Início das Atividades do Territórios de Cuidado em Boa Vista
O projeto Territórios de Cuidado, que visa fortalecer a saúde e a sustentabilidade nas comunidades da Amazônia, deu início ao seu calendário de atividades de 2026 com uma oficina em Boa Vista, Roraima, no dia 4 deste mês. O evento, que marcou o começo das ações formativas do projeto, reuniu 58 lideranças de 18 movimentos sociais de Roraima, Amapá e Amazonas, os primeiros estados a receber essa proposta de formação-ação neste ano.
Destinado a lideranças de organizações e movimentos sociais que atuam na promoção da saúde, o programa também é voltado para participantes de conselhos de direitos, gestores e trabalhadores de instituições públicas. Segundo a pesquisadora Rosely Arantes, do Programa de Promoção da Saúde, Ambiente e Trabalho (Psat) da Fiocruz Brasília, esse encontro simboliza um “encontro das águas” de saberes e vivências sobre promoção da saúde e participação social na Amazônia.
A Diversidade Cultural e a Presença Indígena
A região de Roraima é rica em confluências socioculturais, especialmente com as culturas do Amazonas e do Amapá. O evento em Boa Vista foi um reflexo da diversidade local, com uma forte presença de representantes de comunidades indígenas, quilombolas e povos ribeirinhos. Rosely destaca a relevância de mostrar as variadas formas de cuidado e saúde que estão enraizadas nos territórios.
“Essa é a grande proposta e desafio do projeto Territórios de Cuidado, que em 2026 inicia na Região Norte. Em Boa Vista, tivemos uma vasta representação dos segmentos do campo, do movimento de mulheres, de quilombolas e de povos e comunidades tradicionais, com predominância dos povos indígenas das etnias wapichana, macuxi, taurepang e patamona, que participaram ativamente”, afirmou.
A mesa de abertura do evento teve como foco a Promoção da saúde e territórios de cuidado, contando com a presença de figuras importantes como Raíssa Organista, do Ministério da Saúde, e representantes da Universidade Federal de Roraima (UFRR) e do Movimento de Mulheres Camponesas (MMC). O painel que seguiu, sobre práticas de cuidado nos territórios, se aprofundou nas experiências de cuidado construídas pela participação popular.
Iniciativas Locais e Saberes Ancestrais
Durante a oficina, diversas iniciativas locais se destacaram, especialmente produtos à base de ervas medicinais, como chás, sabonetes e remédios, que foram apresentados pelos movimentos sociais presentes. Rosely Arantes enfatizou a importância de reconhecer o cuidado como uma prática ancestral, que emerge da relação dos povos com a natureza. “Precisamos reconhecer a ciência desses povos e compreender o cuidado como uma perspectiva que vem do ambiente que os cerca”, concluiu.
Identidade Amazônica e Desafios Regionais
Os estados de Roraima, Amapá e Amazonas, apesar das dificuldades de isolamento geográfico, compartilham uma identidade forjada pela resistência cultural no bioma amazônico.

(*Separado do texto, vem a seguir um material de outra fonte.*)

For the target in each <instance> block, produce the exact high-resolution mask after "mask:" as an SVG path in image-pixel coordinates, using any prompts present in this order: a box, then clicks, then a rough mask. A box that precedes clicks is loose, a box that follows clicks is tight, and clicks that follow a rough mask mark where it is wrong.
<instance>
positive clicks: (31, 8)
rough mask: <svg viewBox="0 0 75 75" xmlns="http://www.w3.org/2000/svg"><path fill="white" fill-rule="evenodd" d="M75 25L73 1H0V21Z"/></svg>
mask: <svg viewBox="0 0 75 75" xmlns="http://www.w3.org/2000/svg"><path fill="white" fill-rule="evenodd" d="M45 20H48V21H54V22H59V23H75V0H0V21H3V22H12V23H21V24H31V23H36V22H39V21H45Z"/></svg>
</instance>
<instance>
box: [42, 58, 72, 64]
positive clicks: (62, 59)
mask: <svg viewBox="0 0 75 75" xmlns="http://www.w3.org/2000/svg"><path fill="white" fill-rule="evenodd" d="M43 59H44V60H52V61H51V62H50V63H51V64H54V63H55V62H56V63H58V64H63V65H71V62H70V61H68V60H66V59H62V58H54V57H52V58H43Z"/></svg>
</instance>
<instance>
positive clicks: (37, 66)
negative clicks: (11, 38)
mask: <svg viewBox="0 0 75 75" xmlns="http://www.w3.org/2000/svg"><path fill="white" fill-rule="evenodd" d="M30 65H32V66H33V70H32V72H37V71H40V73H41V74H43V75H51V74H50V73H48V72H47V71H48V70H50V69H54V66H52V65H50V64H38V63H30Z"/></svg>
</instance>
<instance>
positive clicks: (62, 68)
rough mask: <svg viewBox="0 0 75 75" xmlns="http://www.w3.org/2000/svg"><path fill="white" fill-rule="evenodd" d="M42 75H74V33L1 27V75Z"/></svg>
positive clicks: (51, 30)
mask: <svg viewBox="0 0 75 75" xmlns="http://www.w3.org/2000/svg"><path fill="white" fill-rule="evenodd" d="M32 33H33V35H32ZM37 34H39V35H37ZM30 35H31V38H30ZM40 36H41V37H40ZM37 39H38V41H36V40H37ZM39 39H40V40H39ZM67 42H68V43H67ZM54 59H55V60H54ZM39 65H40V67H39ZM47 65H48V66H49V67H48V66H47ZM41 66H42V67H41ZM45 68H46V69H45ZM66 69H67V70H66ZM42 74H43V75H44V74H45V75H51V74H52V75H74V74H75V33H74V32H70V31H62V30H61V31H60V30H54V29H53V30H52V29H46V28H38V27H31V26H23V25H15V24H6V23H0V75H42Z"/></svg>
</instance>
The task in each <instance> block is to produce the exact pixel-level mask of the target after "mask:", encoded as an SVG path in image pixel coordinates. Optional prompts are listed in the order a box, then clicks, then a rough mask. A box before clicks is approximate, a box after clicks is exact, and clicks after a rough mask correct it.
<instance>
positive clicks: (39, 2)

Boa Vista, com sua capital menos populosa do Brasil, abriga uma significativa população indígena, segundo dados do IBGE de 2010. Além disso, é a única capital brasileira que se localiza totalmente acima da Linha do Equador, o que confere características climáticas e sociais únicas à região.
A interação com as fronteiras da Venezuela e da Guiana intensifica os fluxos migratórios, diversificando a composição urbana. O Amapá, conhecido como o estado que abriga a Linha do Equador, e o Amazonas, com sua cultura profundamente influenciada pelas águas, também refletem essa complexa confluência de identidades.
A Proposta do Projeto Territórios de Cuidado
O Territórios de Cuidado é uma iniciativa que visa articular lideranças de organizações e movimentos sociais, buscando promover saúde e inclusão social. O projeto inclui uma série de oficinas e cursos que abordarão temas relevantes, como a determinação social da saúde e a interculturalidade. A escolha dos territórios atendidos foi pautada por critérios que consideram a presença de movimentos sociais, vulnerabilidades sociais e a riqueza cultural dos locais.
Com um enfoque na promoção da saúde e na formação de redes de cuidado, o projeto é uma extensão das experiências da Fiocruz Brasília em ações de vigilância e saúde coletiva. Trata-se de uma parceria com o Departamento de Prevenção e Promoção da Saúde do Ministério da Saúde, visando construir um futuro mais saudável e sustentável para os povos da Amazônia.